Therapeutic drug monitoring van fluconazol bij gelijktijdige nierfunctiestoornis en interactie met rifampicine
- Rubriek: Casuïstische mededeling
- Identificatie: 2021;6:a1739
Kernpunten
- TDM van fluconazol is zinvol wanneer sprake is van onvoorspelbare blootstelling
- Onvoorspelbare blootstelling kan veroorzaakt worden door aanwezigheid van een nierfunctiestoornis en gelijktijdig gebruik van rifampicine.
- Tegenstrijdige effecten beïnvloeden in dit geval de kinetiek.
Abstract
Therapeutic drug monitoring of fluconazole in combination with renal dysfunction and rifampicin co-administration
Introduction
Fungal infections are frequently treated with fluconazole. There is a clear relationship between efficacy and blood levels.

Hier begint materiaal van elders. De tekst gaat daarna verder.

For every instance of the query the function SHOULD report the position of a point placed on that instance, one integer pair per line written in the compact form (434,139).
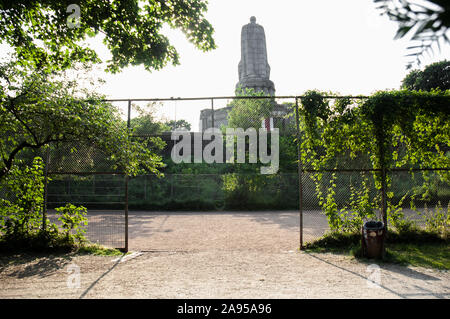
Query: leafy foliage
(42,37)
(39,108)
(434,76)
(392,128)
(72,218)
(22,203)
(21,214)
(428,22)
(247,113)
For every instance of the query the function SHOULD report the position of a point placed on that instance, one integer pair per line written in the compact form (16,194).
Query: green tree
(179,125)
(434,76)
(248,112)
(38,108)
(428,22)
(47,34)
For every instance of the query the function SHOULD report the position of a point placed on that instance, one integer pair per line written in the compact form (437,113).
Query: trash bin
(373,233)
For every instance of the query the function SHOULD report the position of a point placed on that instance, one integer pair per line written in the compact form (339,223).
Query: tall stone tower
(254,70)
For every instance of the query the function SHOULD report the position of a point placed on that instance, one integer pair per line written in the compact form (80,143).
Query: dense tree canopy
(428,22)
(434,76)
(37,108)
(47,34)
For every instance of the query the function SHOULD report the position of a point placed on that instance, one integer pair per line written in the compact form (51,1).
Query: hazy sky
(342,46)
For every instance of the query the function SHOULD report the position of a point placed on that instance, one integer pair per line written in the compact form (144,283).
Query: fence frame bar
(300,173)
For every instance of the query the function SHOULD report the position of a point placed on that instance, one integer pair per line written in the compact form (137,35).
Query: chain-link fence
(202,172)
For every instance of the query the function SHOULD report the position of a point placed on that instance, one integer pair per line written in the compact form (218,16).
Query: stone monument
(254,70)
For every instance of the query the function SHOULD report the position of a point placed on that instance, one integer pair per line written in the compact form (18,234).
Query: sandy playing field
(215,255)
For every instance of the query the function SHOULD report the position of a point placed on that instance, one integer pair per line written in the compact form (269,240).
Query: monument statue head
(254,69)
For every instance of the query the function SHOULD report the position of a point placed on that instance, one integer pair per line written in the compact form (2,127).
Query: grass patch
(98,250)
(415,248)
(423,255)
(49,245)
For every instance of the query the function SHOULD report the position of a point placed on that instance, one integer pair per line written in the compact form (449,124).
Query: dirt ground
(216,255)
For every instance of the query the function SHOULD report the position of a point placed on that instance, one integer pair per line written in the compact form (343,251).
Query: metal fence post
(299,169)
(44,208)
(212,112)
(126,183)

Therapeutic drug monitoring (TDM) is not routinely performed because of predictable pharmacokinetics. However, these can be affected by renal dysfunction and other medicines like rifampicin.
Description
This case report shows fluconazole TDM in a setting with the combination of both renal dysfunction and rifampicin co-administration.
Discussion
The case shows that TDM of fluconazole has added value in case of the combination of both renal dysfunction and co-administration of rifampicin. Impaired renal function seems to limit the ability of rifampicin to interfere with the reabsorption route of fluconazole. This leads to unpredictable variations in fluconazole blood levels in which TDM offers a solution.
Conclusion
TDM is recommended in case exposure to fluconazole is unpredictable, for example when there is both renal dysfunction and rifampicin co-administration which affect kinetics in contrary manners.
Fluconazol
Fluconazol, een triazoolderivaat antimycoticum, is werkzaam tegen verschillende Candida spp., waaronder C. albicans. Het remt cytochroom P450 (CYP450)-enzymen in de schimmelcel en zo de aanmaak van ergosterol, wat zorgt voor een verandering van de membraanpermeabiliteit. Dit leidt tot lekkage van intracellulaire bestanddelen en daarmee inhibitie van de groei. De werking is voornamelijk fungistatisch en afhankelijk van de spiegel en de minimaal inhibitoire concentratie (MIC) van de schimmel. Het heeft een halfwaardetijd van ongeveer 30 uur, wordt weinig gemetaboliseerd – circa 11% – en deze klaring wordt minimaal beïnvloed door CYP450-enzymen. Klaring vindt voor ongeveer 80% onveranderd renaal plaats en er is sprake van substantiële tubulaire reabsorptie, wat de lange halfwaardetijd verklaart. De standaardbehandeling van invasieve candidiasis voor volwassenen is een oplaaddosis van 800 mg gevolgd door 400 mg per dag [1-3].
Nierfunctiestoornissen
De aanzienlijke mate van renale excretie zorgt ervoor dat dosisaanpassing nodig is bij nierfunctiestoornissen. Bij een geschatte glomerulaire filtratiesnelheid (eGFR) < 50 mL/min wordt geadviseerd de dosis 50% te reduceren en de oplaaddosis ongewijzigd te laten [4-6]. Dit komt bij een invasieve candidiasis neer op een oplaaddosis van 800 mg, gevolgd door een onderhoudsbehandeling van 1 dd 200 mg [7,8].
Interacties
Fluconazol remt CYP2C9, CYP2C19 en CYP3A4, waardoor de bloedspiegel van onder andere carbamazepine, dihydropyridines, fenytoïne en immunosuppressiva kan stijgen. Daarnaast kan de farmacokinetiek door andere middelen beïnvloed worden (bijvoorbeeld rifampicine: spiegeldaling; tipranavir: spiegelstijging). Tevens wordt de kans op ritmeproblematiek verhoogd bij de combinatie met andere QTc-verlengers [4-7,9].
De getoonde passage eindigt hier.